Difference-in-Differences with a Continuous Treatment

Brantly Callaway

brantly.callaway@uga.edu

University of Georgia

Andrew Goodman-Bacon

andrew@goodman-bacon.com

Federal Reserve Bank of Minneapolis

Pedro Sant’Anna

pedro.santanna@emory.edu

Emory University

April 12, 2024

What’s Been Happening in the DID Literature?

\(\newcommand{\E}{\mathbb{E}} \newcommand{\E}{\mathbb{E}} \newcommand{\var}{\mathrm{var}} \newcommand{\cov}{\mathrm{cov}} \newcommand{\Var}{\mathrm{var}} \newcommand{\Cov}{\mathrm{cov}} \newcommand{\Corr}{\mathrm{corr}} \newcommand{\corr}{\mathrm{corr}} \newcommand{\L}{\mathrm{L}} \renewcommand{\P}{\mathrm{P}} \newcommand{\independent}{{\perp\!\!\!\perp}} \newcommand{\indicator}[1]{ \mathbf{1}\{#1\} }\)Economists have long used two-way fixed effects (TWFE) regressions to implement DID identification strategies: \[\begin{align*} Y_{i,t} = \theta_t + \eta_i + \beta^{twfe} D_{i,t} + e_{i,t} \end{align*}\]

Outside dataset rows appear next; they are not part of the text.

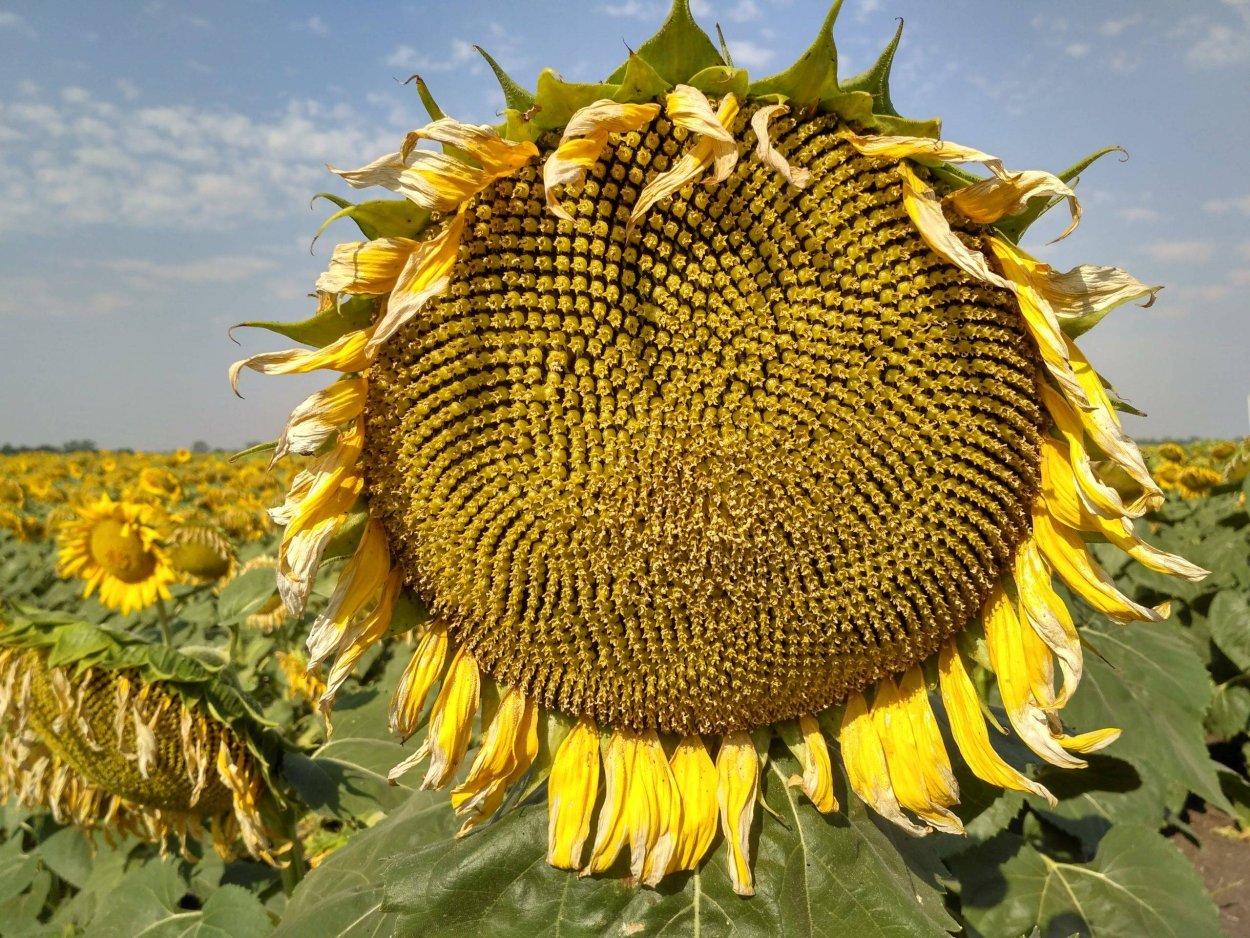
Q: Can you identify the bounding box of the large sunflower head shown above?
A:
[0,610,281,862]
[59,495,176,615]
[231,0,1203,893]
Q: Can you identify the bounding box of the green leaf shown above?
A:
[751,0,854,106]
[1039,622,1228,842]
[218,567,278,624]
[1206,589,1250,672]
[474,45,534,113]
[608,0,725,85]
[39,827,95,889]
[994,146,1128,243]
[951,824,1220,938]
[615,53,673,104]
[278,753,954,938]
[86,862,273,938]
[228,296,378,349]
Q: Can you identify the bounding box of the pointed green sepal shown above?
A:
[608,0,725,85]
[404,75,448,120]
[313,193,430,244]
[226,440,278,463]
[686,65,751,100]
[751,0,843,108]
[474,45,534,113]
[228,296,379,349]
[994,146,1128,244]
[530,69,620,130]
[613,53,673,104]
[841,18,903,118]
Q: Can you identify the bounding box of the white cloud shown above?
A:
[0,10,39,39]
[599,0,665,20]
[1145,241,1215,264]
[1185,0,1250,69]
[728,39,773,71]
[385,39,478,73]
[1203,195,1250,215]
[295,16,330,36]
[0,88,398,233]
[1098,13,1141,39]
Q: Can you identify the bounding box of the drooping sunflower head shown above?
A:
[168,524,235,583]
[0,614,281,862]
[231,0,1203,893]
[59,495,176,615]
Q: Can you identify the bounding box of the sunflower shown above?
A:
[1155,443,1186,464]
[230,0,1204,894]
[0,615,283,863]
[166,524,235,583]
[59,495,176,615]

A number of papers have diagnosed issues TWFE regressions in this context (de Chaisemartin and D’Haultfœuille 2020; Goodman-Bacon 2021; Sun and Abraham 2021; Borusyak, Jaravel, and Spiess 2022, among others)

Summary of Issues:

Issues arise due to treatment effect heterogeneity
\(\beta^{twfe}\) from the TWFE regression turns out to be equal to a weighted average of underlying treatment effect parameters (group-time average treatment effects)
Weights on underlying parameters are (non-transparently) driven by estimation method and can have undesirable properties

What’s been happening in the DID Literature?

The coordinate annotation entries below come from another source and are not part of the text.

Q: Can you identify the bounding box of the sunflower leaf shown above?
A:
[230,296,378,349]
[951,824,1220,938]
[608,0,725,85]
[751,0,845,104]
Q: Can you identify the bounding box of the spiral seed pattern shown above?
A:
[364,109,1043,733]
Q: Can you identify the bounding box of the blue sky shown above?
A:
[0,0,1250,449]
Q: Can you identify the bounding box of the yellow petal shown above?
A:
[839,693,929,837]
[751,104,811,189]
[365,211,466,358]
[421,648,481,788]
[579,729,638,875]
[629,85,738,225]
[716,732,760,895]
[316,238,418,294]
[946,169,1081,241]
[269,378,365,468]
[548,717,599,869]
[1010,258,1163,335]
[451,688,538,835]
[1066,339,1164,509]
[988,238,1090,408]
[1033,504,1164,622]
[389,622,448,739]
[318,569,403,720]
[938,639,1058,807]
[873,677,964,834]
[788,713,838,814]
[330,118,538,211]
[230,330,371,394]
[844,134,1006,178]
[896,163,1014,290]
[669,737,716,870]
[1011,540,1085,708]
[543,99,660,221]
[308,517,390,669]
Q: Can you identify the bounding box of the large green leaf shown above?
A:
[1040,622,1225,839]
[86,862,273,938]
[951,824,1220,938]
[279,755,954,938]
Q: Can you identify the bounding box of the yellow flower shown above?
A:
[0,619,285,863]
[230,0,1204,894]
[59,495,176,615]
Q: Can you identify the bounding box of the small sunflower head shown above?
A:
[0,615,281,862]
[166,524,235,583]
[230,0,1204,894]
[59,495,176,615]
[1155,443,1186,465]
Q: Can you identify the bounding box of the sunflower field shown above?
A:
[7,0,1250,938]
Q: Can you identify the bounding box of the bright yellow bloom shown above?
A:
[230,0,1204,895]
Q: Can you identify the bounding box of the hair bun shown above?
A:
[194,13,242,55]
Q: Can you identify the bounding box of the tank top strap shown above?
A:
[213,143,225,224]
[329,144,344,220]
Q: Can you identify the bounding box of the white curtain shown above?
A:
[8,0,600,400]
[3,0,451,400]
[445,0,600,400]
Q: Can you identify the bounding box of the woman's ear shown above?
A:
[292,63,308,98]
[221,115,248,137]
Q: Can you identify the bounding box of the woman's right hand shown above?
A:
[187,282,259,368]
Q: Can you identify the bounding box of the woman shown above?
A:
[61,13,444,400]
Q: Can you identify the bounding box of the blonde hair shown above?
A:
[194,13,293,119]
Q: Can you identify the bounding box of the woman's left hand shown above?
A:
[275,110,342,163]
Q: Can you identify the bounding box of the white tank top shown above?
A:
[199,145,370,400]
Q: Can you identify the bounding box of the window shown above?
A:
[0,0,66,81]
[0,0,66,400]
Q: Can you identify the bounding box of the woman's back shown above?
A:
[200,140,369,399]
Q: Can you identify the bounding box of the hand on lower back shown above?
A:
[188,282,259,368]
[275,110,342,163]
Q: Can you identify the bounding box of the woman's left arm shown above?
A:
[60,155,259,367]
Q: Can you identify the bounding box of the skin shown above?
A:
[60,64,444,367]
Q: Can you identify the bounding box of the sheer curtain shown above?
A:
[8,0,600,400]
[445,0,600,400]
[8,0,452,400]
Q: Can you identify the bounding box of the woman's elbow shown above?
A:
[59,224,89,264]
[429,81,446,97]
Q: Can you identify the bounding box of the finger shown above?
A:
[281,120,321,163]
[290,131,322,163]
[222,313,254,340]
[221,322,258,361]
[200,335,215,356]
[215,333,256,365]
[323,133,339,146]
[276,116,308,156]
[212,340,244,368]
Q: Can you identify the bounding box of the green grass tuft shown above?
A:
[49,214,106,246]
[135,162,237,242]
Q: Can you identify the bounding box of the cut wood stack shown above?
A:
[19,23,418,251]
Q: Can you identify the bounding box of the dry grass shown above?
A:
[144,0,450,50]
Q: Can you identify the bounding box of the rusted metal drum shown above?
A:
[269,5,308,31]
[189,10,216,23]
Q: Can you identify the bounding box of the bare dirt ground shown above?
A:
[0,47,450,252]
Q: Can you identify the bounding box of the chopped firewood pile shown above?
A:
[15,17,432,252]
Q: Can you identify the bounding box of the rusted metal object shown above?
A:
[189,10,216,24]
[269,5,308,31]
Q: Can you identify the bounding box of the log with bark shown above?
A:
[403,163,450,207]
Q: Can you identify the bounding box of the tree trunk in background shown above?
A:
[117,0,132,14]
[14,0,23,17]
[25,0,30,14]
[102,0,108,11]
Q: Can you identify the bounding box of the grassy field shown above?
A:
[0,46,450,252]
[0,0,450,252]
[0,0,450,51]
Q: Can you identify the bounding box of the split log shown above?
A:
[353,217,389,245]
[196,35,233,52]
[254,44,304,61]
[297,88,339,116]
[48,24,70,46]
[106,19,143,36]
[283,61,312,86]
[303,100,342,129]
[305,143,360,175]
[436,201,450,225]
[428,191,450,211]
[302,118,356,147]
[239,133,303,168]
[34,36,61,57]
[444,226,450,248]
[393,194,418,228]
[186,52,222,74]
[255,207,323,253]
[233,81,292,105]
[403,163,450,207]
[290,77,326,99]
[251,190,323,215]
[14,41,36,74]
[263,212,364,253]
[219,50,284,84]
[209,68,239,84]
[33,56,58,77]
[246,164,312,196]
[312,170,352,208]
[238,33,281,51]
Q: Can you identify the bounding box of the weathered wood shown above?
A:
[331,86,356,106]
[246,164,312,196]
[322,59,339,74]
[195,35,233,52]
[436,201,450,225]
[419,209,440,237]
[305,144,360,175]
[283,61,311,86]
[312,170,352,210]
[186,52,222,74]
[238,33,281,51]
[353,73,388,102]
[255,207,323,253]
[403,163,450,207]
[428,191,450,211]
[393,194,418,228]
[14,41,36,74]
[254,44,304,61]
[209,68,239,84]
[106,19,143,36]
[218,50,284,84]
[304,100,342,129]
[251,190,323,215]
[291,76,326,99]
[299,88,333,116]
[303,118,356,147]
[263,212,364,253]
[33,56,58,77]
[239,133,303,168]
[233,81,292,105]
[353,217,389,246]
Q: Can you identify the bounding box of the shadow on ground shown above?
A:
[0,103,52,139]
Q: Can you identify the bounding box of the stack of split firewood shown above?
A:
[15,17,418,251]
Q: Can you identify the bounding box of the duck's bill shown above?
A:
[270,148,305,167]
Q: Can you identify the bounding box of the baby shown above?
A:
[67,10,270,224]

There have also been a number of papers fixing these issues (previous papers plus Callaway and Sant’Anna 2021; Gardner 2022; Wooldridge 2021; Dube et al. 2023)

Intuition:

In a first step, directly target group-time average treatment effects
Choose weights on group-time average treatment effects to target parameters of interest (overall \(ATT\), event study, or others)

This Paper

These papers have (largely) focused on the case with a binary, staggered treatment

Current paper: Move from a setting with a binary treatment case to one with a continuous treatment (“dose”)

Some of the arguments involve extending ideas from the binary, staggered treatment case to a setting with continuous treatment

But we will also face new conceptual issues in this case that do not show up in a setting with a binary treatment

Example:

Effect of \(\underbrace{\textrm{length of school closures}}_{\textrm{continuous treatment}}\) (during Covid) on \(\underbrace{\textrm{students' test scores}}_{\textrm{outcome}}\)
- e.g., (Ager et al. 2024; Gillitzer and Prasad 2023, among others)

This paper

For today, mostly emphasize a continuous treatment, but our results also apply to other settings (with trivial modifications):

multi-valued treatments (e.g., effect of state-level minimum wage policies on employment)
binary treatment with differential “exposure” to the treatment (application in the paper: a binary Medicare policy where different hospitals had more exposure to the treatment)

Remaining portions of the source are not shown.